THE PARISH HISTORY PROJECT: A HISTORY OF PORTLAND
Dr Jenny Jemmott
OVERVIEW OF THE PARISH OF PORTLAND
At its formation in 1723, Portland became one of the last six parishes created in our nation’s history. Located on Jamaica’s north-east coast, Portland’s northern and eastern boundaries are the beautiful waters of the Caribbean Sea, giving the parish the scenic attraction of its spectacular coastline dotted by miles of stunning beaches. Portland shares its southern boundary with St Thomas and its south-western border with St Andrew while St Mary borders the parish on its western side.
The total land area of Portland today is 314.3 square miles and this parish presents a picture of amazing contrasts. Coastal lands stretch from Hector’s River in the east to Windsor Castle in the west and flat coastal areas rise quite sharply to the majestic heights of the Blue and John Crow Mountains. Blessed by predictably frequent amounts of rainfall, fertile soils and lush green vegetation, Portland’s economy has historically been abundantly agricultural, reaping its greatest success in the banana trade of the late nineteenth into the early twentieth centuries. Yet its very location on Jamaica’s north-east coast has left it directly in the path of approaching storms and hurricanes, making Portland one of Jamaica’s more vulnerable parishes, subject to seasonal flooding and to its many rivers breaching their banks and bringing untold damage to agricultural production, homes and lives.
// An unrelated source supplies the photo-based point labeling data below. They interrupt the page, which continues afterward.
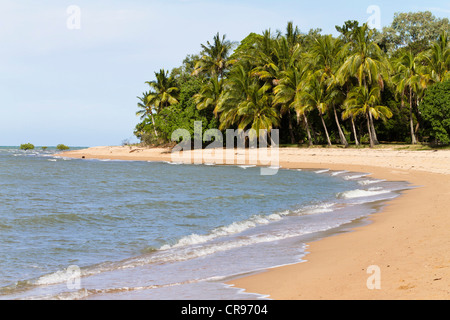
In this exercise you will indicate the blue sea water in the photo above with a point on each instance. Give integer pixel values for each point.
(99, 229)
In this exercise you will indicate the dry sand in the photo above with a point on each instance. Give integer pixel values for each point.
(409, 240)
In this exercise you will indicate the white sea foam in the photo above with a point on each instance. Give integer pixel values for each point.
(355, 176)
(359, 193)
(369, 181)
(247, 166)
(338, 172)
(233, 228)
(314, 209)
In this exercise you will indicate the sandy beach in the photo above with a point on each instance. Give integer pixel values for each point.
(408, 241)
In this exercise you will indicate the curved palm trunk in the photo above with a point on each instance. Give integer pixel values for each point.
(354, 131)
(291, 130)
(372, 143)
(310, 143)
(373, 132)
(411, 121)
(341, 133)
(325, 128)
(154, 128)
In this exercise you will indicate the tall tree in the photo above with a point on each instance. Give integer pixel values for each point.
(246, 103)
(367, 64)
(215, 57)
(408, 80)
(362, 101)
(413, 31)
(326, 54)
(164, 91)
(146, 109)
(209, 95)
(289, 93)
(315, 95)
(437, 59)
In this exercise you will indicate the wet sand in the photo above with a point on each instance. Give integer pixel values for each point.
(407, 243)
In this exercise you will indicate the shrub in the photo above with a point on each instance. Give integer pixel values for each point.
(435, 110)
(62, 147)
(27, 146)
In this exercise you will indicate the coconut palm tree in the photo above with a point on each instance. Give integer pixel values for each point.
(367, 64)
(245, 103)
(362, 101)
(289, 93)
(437, 59)
(326, 55)
(214, 61)
(164, 91)
(146, 109)
(315, 95)
(209, 94)
(409, 79)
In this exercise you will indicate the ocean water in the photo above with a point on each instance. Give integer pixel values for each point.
(99, 229)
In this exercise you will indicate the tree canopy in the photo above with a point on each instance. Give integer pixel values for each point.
(362, 87)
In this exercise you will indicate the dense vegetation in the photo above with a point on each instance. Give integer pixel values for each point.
(363, 86)
(26, 146)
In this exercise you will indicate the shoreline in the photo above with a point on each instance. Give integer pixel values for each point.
(408, 239)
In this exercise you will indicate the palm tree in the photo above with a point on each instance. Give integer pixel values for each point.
(361, 101)
(367, 64)
(246, 103)
(289, 93)
(209, 94)
(146, 109)
(437, 59)
(278, 55)
(214, 61)
(409, 79)
(326, 54)
(164, 91)
(315, 95)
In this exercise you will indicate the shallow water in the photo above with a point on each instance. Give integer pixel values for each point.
(97, 229)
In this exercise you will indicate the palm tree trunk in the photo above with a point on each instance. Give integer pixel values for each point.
(291, 131)
(154, 128)
(411, 120)
(307, 130)
(325, 128)
(372, 143)
(373, 132)
(341, 134)
(354, 131)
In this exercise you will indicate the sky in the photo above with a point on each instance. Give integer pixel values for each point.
(71, 71)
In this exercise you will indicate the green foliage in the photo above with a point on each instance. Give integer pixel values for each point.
(435, 110)
(413, 31)
(27, 146)
(62, 147)
(363, 85)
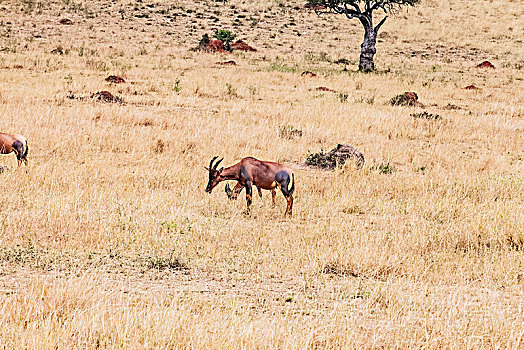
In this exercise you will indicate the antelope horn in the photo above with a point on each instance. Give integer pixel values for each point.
(211, 163)
(216, 164)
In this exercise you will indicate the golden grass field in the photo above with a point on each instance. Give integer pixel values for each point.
(108, 240)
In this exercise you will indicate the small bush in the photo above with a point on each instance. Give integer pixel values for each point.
(343, 97)
(405, 99)
(385, 168)
(289, 132)
(226, 37)
(426, 115)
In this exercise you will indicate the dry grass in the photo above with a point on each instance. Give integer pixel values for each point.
(109, 241)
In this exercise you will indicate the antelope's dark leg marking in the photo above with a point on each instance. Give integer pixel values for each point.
(283, 178)
(233, 194)
(18, 148)
(249, 196)
(289, 208)
(249, 188)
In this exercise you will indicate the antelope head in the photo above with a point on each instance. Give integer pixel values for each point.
(214, 174)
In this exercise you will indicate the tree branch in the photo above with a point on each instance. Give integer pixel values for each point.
(380, 24)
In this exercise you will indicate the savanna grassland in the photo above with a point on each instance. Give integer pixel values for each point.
(108, 240)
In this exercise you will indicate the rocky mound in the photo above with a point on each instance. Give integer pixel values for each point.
(486, 64)
(337, 156)
(406, 99)
(242, 46)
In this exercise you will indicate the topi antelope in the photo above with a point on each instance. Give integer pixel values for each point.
(14, 143)
(251, 172)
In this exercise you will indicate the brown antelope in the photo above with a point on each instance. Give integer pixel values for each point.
(251, 172)
(14, 143)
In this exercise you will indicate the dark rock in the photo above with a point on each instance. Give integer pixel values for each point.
(308, 74)
(66, 21)
(242, 46)
(486, 64)
(337, 156)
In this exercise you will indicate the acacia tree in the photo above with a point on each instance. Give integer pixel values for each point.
(363, 11)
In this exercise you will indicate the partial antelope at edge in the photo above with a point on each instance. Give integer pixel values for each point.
(14, 143)
(251, 172)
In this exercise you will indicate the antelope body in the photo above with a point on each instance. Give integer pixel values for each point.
(14, 143)
(251, 172)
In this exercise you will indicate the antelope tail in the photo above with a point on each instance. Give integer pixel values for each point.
(26, 149)
(292, 189)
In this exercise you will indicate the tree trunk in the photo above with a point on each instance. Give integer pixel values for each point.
(368, 49)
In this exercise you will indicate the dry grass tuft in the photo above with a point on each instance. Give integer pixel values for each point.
(108, 240)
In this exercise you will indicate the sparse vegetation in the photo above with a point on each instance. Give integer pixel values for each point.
(426, 115)
(289, 132)
(226, 37)
(109, 241)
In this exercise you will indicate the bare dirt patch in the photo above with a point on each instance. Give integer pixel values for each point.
(115, 79)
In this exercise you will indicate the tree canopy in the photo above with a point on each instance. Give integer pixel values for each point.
(363, 11)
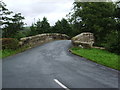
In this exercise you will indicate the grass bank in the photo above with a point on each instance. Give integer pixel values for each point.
(99, 56)
(9, 52)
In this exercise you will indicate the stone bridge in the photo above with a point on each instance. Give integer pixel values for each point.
(39, 39)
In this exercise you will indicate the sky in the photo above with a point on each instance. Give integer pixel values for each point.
(33, 10)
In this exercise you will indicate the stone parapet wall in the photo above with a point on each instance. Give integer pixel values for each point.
(42, 38)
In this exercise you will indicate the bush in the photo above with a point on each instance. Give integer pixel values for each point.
(9, 43)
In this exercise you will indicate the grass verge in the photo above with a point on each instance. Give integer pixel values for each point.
(99, 56)
(9, 52)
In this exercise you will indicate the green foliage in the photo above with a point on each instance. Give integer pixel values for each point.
(100, 18)
(10, 43)
(99, 56)
(40, 27)
(62, 27)
(11, 24)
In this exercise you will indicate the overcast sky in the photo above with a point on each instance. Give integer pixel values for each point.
(30, 9)
(33, 9)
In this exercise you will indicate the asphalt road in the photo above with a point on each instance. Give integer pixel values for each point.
(41, 66)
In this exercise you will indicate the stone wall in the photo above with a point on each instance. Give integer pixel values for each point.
(84, 40)
(36, 40)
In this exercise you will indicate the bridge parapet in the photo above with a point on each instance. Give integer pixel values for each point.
(36, 40)
(84, 40)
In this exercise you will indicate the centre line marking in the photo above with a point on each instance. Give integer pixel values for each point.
(59, 83)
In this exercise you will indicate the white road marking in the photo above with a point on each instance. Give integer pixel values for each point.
(59, 83)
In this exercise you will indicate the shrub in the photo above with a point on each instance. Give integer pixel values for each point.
(9, 43)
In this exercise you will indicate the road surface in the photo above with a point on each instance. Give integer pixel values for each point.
(52, 66)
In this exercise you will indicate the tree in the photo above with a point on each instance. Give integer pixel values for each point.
(97, 18)
(45, 26)
(62, 27)
(40, 27)
(10, 24)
Portland takes pride of place in several historic firsts, being the parish to produce Jamaica’s first and only National Heroine, the Right Excellent Queen Nanny of the Maroons. It was the Moore Town Maroons of Portland whose rich cultural heritage gave them the honour of being the first to gain international acclaim by having their Maroon culture inscribed in 2008 on UNESCO’s Representative List of the Intangible Cultural Heritage of Humanity. Although sharing the honour with other ‘Blue Mountain parishes’ Portland can be justly proud of its place as home (in part) to the Blue and John Crow Mountains, Jamaica’s first World Heritage Site.